Commento al Vangelo del giorno: 2 Gennaio – Chi è Giovanni?

Il Vangelo di oggi: Gv 1,19-28

E questa è la testimonianza di Giovanni, quando i Giudei gli inviarono da Gerusalemme sacerdoti e leviti a interrogarlo: «Chi sei tu?». Egli confessò e non negò, e confessò: «Io non sono il Cristo ». Allora gli chiesero: «Che cosa dunque? Sei Elia?». Rispose: «Non lo sono». «Sei tu il profeta?». Rispose: «No». Gli dissero dunque: «Chi sei? Perché possiamo dare una risposta a coloro che ci hanno mandato. Che cosa dici di te stesso?». Rispose: «Io sono voce di uno che grida nel deserto: Preparate la via del Signore, come disse il profeta Isaia». Essi erano stati mandati da parte dei farisei. Lo interrogarono e gli dissero: «Perché dunque battezzi se tu non sei il Cristo, né Elia, né il profeta?». Giovanni rispose loro: «Io battezzo con acqua, ma in mezzo a voi sta uno che voi non conoscete, uno che viene dopo di me, al quale io non son degno di sciogliere il legaccio del sandalo». Questo avvenne in Betània, al di là del Giordano, dove Giovanni stava battezzando.

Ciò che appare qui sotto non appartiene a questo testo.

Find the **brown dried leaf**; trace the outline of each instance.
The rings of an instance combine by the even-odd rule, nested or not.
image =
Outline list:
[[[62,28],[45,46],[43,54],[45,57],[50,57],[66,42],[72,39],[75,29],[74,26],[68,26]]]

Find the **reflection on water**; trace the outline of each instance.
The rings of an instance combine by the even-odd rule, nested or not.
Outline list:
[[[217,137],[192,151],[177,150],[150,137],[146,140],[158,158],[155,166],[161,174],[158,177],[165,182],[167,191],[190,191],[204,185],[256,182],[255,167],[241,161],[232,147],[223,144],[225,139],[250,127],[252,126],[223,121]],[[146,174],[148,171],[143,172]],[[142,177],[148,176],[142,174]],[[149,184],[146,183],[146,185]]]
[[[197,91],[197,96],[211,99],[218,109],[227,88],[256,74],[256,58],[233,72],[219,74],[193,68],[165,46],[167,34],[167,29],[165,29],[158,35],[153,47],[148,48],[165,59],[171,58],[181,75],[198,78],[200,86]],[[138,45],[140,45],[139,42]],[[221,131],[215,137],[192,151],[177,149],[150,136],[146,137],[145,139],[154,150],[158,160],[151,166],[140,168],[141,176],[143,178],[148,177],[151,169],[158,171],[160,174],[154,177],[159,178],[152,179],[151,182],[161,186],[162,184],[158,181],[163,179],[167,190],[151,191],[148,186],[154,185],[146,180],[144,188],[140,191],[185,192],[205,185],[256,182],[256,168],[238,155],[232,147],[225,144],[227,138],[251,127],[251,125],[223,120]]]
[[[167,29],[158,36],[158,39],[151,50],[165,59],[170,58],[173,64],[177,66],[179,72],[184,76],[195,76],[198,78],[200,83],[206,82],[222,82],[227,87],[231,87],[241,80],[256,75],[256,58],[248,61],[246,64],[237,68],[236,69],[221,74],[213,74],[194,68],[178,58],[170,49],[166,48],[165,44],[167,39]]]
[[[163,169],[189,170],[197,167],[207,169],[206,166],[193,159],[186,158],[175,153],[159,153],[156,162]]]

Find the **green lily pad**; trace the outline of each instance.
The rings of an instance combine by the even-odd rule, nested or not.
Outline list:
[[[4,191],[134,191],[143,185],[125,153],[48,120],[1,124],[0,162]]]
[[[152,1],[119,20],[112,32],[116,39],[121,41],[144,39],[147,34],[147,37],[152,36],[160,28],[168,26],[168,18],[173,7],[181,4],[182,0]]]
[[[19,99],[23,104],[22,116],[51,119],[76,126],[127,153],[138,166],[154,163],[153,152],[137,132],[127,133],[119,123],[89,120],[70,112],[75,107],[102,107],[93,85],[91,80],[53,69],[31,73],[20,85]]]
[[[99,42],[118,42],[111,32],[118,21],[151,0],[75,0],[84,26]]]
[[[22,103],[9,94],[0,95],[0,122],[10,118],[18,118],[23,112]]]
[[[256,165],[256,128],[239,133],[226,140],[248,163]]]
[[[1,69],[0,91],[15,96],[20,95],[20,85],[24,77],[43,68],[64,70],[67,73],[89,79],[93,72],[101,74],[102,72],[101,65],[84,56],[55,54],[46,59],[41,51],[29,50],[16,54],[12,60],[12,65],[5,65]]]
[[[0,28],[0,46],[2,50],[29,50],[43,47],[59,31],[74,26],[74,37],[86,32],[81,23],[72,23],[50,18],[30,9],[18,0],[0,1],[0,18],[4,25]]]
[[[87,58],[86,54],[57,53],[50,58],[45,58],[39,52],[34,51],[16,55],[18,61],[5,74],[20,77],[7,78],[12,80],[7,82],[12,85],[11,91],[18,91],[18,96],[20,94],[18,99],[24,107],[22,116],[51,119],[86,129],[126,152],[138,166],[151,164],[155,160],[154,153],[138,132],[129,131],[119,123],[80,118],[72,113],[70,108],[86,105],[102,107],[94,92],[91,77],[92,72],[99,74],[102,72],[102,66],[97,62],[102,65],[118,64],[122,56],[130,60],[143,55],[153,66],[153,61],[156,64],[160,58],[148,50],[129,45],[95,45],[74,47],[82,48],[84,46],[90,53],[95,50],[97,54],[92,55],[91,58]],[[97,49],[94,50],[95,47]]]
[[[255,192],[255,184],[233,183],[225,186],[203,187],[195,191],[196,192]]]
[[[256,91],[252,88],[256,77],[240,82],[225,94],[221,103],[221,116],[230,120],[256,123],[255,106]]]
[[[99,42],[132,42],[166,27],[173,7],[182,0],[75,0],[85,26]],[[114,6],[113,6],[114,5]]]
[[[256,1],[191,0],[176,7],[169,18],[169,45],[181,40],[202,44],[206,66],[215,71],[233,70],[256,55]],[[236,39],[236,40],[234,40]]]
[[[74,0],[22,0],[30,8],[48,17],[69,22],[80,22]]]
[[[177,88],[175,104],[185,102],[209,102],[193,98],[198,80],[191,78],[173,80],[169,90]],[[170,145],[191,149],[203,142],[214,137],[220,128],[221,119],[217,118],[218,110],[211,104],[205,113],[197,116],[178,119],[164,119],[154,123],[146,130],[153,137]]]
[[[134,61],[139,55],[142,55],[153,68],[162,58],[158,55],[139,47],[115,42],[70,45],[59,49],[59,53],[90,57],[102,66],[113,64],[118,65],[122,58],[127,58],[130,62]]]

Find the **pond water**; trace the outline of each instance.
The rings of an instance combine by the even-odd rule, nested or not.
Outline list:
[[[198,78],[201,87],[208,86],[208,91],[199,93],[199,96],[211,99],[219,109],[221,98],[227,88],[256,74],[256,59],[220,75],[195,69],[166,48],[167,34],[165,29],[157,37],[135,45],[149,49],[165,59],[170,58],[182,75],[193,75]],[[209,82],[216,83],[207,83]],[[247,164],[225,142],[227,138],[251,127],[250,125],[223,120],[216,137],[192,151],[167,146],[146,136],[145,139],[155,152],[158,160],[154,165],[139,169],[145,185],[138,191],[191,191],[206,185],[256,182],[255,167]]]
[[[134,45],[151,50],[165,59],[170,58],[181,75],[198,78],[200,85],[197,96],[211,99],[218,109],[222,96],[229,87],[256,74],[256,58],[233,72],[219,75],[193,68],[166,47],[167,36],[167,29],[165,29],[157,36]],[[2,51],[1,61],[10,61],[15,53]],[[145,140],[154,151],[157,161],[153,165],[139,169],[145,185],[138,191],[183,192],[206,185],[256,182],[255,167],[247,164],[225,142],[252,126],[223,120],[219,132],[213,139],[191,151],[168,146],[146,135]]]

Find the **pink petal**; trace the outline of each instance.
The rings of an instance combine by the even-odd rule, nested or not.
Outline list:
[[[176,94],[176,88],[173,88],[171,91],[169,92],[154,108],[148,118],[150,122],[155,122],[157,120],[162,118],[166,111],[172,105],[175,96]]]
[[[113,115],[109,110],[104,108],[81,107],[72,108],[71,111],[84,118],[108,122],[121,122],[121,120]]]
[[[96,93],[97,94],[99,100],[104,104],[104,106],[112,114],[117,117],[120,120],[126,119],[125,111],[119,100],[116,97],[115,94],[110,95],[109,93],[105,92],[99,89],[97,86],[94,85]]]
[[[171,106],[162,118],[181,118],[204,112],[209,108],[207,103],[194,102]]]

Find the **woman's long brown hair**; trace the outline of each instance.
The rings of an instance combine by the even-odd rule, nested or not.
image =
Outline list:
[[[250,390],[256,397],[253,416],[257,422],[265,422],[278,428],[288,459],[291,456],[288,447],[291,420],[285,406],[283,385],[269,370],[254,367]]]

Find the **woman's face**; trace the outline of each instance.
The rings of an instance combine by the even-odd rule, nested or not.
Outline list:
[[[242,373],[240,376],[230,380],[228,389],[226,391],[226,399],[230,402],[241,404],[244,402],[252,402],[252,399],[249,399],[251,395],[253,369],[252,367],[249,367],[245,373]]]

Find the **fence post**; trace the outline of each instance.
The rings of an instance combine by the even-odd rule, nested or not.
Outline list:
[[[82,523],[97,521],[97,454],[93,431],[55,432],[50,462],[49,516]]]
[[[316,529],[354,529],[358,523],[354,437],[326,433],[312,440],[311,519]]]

Commento al Vangelo di oggi:

Giovanni non è il Messia, ma la voce nel deserto che ne prepara la via. Giovanni i precursore battezza solo con acqua, per la conversione, il Messia battezza in Spirito Santo e fuoco (Mt 3,11) per la nostra salvezza. La voce di Giovanni grida nel deserto della nostra vita, per attirare i nostri sguardi a Gesù, l’Agnello
di Dio che ci ha redento con il suo sangue prezioso.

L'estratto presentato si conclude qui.